Another misconception is that demented elderly patients will decline rapidly in the nursing home.  It is may be awkward for family members to admit their loved one has mentally and physically improved in the nursing home.  It is easier to coordinate physician care in the nursing home.  On an outpatient basis, physicians rarely have a coordinated picture of the total clinical situation.  Said another way, Dr. A may unfortunately not be aware of what Dr. B has prescribed.  Dr. B may not be aware there is a Dr.
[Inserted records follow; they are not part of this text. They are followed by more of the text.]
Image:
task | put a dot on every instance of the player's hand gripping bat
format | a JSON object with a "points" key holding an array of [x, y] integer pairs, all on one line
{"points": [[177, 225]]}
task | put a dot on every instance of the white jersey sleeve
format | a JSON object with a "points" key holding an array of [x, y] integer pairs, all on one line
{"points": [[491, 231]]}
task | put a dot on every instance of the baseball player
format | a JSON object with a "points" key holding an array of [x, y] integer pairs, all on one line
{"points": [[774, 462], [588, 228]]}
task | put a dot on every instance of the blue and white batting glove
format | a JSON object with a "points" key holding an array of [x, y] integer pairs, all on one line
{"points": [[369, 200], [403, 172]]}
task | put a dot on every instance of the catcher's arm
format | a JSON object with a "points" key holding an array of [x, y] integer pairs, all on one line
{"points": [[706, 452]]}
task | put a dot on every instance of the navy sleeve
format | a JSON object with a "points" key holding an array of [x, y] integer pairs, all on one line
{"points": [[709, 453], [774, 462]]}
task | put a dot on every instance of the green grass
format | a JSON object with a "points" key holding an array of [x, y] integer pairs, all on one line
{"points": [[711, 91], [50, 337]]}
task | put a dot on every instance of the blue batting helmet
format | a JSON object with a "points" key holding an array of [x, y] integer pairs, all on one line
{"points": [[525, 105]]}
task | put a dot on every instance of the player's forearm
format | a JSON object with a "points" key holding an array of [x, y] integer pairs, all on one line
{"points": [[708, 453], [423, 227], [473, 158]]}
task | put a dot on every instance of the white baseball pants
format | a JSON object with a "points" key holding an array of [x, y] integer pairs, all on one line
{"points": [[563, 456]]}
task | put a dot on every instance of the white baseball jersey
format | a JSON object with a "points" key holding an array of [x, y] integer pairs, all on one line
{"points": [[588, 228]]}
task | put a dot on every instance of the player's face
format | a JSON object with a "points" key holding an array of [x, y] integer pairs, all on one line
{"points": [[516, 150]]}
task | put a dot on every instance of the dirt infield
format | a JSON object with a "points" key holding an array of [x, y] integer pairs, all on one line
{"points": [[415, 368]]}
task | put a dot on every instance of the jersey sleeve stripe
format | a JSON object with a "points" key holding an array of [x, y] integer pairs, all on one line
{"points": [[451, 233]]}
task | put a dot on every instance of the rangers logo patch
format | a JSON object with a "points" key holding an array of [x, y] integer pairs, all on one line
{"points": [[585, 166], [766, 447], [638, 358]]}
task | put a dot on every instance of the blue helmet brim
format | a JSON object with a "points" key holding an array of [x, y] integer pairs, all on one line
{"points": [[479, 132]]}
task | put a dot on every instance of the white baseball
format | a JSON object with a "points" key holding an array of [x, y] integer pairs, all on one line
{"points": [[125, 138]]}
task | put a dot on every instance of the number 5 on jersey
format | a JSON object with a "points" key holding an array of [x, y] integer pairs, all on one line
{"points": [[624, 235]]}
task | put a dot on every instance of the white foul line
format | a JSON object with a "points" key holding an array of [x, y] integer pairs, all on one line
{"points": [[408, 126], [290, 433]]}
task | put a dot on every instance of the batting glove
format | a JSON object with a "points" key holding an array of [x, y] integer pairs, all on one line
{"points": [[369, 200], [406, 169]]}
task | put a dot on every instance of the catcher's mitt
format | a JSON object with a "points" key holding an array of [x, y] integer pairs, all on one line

A. .  In the nursing home, there is a master medication record, and this record is often reviewed by pharmacists to catch possible drug interactions-or just plain errors.  The nearly universal lack of coordinated outpatient care leads to many preventable iatrogenic hospital and nursing home admissions.  A potentially positive aspect of nursing home care is the increased socialization.  So many widowed and single elderly become extremely isolated, and this lack of socialization may be destructive to their mental and emotional functioning.  Family members are often surprised to the degree their loved one’s spirits have brightened in the nursing home.

A general rule of caring for a loved one is to not exhaust yourself in the process.  Once exhausted, a caretaker is largely worthless to the patient and themselves.  You will not be doing anyone a favor by working yourself to death.  Do not be deceived that nursing home placement is a sign of personal failure, or that keeping a loved one in their home will slow the disease.  Consider adult day care if you are becoming exhausted caring for a person with a progressive dementia.  Once the loved one experiences falls, becomes aggressive or escapes from the home, have them evaluated as soon as possible.  Please visit local nursing homes and develop a relationship with the ones that appear most promising.  Do not wait to evaluate institutions until the patient has an emergency-typically a fall.  Please listen to close others who tell you to lighten the workload.  We only know ourselves through the eyes of others.  A happy nursing home visitor will likely do more for the patient’s spirits than a depleted caretaker cleaning another diaper.